The court may be able to appoint professionals such as lawyers and social workers to make decisions on behalf of a mentally incapacitated person, if amendments to the Mental Capacity Act are approved.
It is one of three key changes that the Ministry of Social and Family Development (MSF) is proposing in a public consultation from now till Dec 28.
According to a statement yesterday, the MSF also wants input on the circumstances in which the court can revoke deputyship or lasting power of attorney (LPA).
A deputy is a court-appointed person who makes decisions on behalf of someone who has lost mental capacity, while an LPA is a legal instrument to allow someone to act on a person's behalf if the latter loses mental capacity.

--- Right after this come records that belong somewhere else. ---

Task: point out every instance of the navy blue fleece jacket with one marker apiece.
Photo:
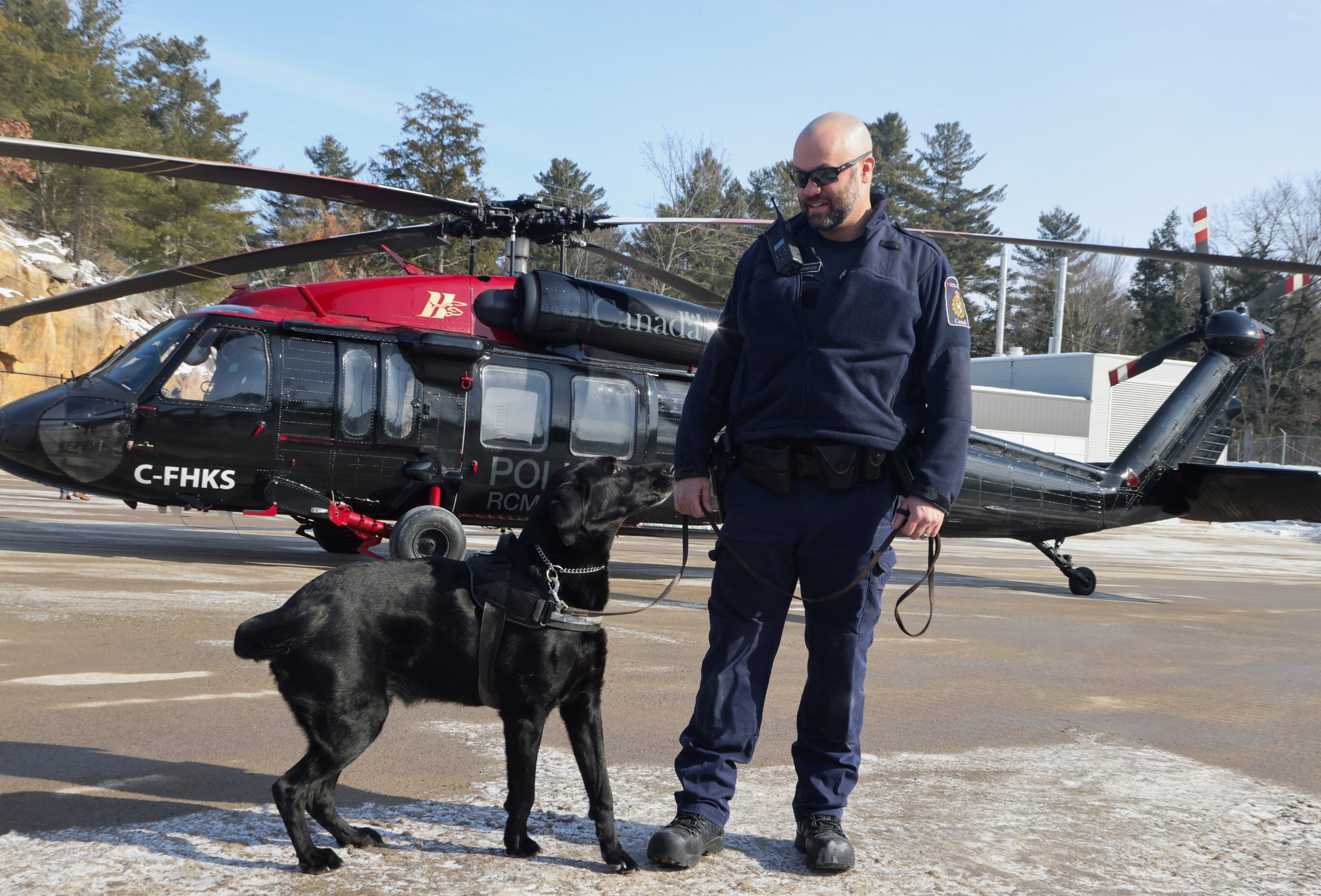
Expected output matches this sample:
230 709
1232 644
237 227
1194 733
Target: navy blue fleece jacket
889 351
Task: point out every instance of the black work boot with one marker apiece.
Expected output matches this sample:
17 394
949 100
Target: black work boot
686 840
822 840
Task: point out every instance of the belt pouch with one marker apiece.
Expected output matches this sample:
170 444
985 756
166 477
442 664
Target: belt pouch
768 465
837 465
872 462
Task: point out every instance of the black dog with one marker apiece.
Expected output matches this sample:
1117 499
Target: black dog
358 636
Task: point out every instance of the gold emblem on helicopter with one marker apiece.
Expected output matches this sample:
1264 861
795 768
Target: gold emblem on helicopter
442 305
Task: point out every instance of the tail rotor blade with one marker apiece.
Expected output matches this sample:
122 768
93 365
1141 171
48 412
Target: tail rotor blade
278 257
697 292
332 189
1154 358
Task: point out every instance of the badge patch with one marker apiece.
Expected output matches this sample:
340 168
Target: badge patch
956 312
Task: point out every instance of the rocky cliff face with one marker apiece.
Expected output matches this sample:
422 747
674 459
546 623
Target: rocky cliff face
64 344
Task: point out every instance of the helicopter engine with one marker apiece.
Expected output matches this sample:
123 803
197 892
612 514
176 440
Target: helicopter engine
554 309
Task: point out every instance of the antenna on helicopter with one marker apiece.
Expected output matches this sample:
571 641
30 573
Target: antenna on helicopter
1203 246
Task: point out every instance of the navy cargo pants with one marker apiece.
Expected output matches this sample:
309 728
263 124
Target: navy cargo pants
822 540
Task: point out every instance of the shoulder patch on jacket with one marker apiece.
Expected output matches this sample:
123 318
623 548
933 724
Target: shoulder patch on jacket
956 312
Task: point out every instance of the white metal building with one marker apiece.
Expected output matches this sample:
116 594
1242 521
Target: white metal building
1065 404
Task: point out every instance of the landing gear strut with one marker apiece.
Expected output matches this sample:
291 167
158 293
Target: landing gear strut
1082 581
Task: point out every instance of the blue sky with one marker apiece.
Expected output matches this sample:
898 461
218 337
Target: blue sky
1117 111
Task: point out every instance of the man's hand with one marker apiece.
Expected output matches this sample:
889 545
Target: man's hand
923 522
693 497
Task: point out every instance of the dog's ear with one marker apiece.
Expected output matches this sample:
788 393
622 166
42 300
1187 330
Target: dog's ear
568 507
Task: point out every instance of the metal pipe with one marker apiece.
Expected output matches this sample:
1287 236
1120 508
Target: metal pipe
1005 293
1061 284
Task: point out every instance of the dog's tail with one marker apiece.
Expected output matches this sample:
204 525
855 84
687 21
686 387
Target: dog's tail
271 634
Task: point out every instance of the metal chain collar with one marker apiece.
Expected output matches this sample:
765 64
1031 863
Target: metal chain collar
553 575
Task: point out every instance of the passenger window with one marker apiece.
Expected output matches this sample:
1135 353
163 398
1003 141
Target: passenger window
226 366
670 396
401 392
357 392
604 418
516 408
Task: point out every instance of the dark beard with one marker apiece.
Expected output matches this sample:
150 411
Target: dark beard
841 208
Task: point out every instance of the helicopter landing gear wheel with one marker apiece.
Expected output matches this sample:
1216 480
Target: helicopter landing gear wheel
336 539
1082 581
428 531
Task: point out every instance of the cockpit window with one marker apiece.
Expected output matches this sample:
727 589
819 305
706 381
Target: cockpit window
142 361
226 366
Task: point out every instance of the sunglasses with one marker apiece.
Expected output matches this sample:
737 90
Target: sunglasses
825 175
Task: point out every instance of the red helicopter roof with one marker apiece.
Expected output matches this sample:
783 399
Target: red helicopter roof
439 303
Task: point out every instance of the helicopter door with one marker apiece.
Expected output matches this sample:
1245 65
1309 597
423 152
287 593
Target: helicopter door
444 411
213 427
305 428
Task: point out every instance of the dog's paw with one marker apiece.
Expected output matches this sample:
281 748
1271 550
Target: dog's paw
322 861
369 838
621 862
522 848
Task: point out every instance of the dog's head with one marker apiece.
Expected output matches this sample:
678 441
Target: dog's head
590 501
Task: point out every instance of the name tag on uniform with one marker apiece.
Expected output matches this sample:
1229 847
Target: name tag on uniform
956 312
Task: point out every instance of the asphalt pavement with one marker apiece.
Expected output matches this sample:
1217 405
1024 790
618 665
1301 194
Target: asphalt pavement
1159 735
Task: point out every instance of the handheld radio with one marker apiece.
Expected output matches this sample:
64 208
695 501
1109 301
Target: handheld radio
785 254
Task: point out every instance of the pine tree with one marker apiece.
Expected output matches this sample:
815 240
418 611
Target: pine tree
897 175
1031 319
442 153
1160 291
945 202
60 74
772 182
697 184
291 220
171 221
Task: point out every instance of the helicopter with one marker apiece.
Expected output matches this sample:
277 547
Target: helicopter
401 408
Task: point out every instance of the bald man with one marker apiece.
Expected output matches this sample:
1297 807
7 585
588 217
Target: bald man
845 391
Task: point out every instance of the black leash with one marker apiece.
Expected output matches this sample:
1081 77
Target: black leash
933 553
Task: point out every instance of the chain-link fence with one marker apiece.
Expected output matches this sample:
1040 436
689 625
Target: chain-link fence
1292 450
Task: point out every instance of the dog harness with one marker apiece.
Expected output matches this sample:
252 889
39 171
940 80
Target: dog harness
506 596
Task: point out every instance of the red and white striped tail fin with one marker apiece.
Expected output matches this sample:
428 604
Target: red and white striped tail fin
1123 373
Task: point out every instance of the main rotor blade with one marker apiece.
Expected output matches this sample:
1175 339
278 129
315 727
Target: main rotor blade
355 193
1151 359
1166 255
627 222
1201 259
278 257
1278 291
698 293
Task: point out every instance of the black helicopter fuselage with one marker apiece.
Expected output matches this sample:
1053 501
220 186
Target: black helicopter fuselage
389 394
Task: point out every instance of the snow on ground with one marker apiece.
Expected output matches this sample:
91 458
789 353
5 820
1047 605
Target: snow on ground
1288 528
1090 816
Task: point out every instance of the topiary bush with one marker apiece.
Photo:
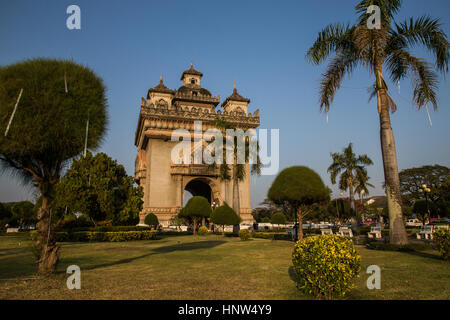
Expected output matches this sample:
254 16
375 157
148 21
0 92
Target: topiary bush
325 265
151 220
278 218
202 231
245 234
441 241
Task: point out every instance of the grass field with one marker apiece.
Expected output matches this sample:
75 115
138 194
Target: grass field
211 267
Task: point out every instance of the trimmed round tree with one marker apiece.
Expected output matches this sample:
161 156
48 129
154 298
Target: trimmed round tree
298 187
45 105
196 208
225 216
278 218
151 220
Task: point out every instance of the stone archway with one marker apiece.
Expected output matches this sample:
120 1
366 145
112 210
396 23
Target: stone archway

These nominated persons are also called donees.
Lastly, the MSF wants to know where the public stands on whether or not to allow the court to temporarily suspend powers of a donee or deputy before anyone lodges a formal complaint .
For example, social workers may be able to raise red flags to the courts if they suspect that a donee or deputy is not acting in their charges' best interests.
During the public consultation, the MSF will iron out the finer details of how the court could or should intervene when necessary.
A spokesman said: "Over the years, MSF has received useful feedback from the public... on how the Act's provisions can be refined to better serve and protect the dignity and interests of individuals who lack mental capacity."
Interested members of the public can log on to the Government's e-consultation portal Reach to give their take on the matter.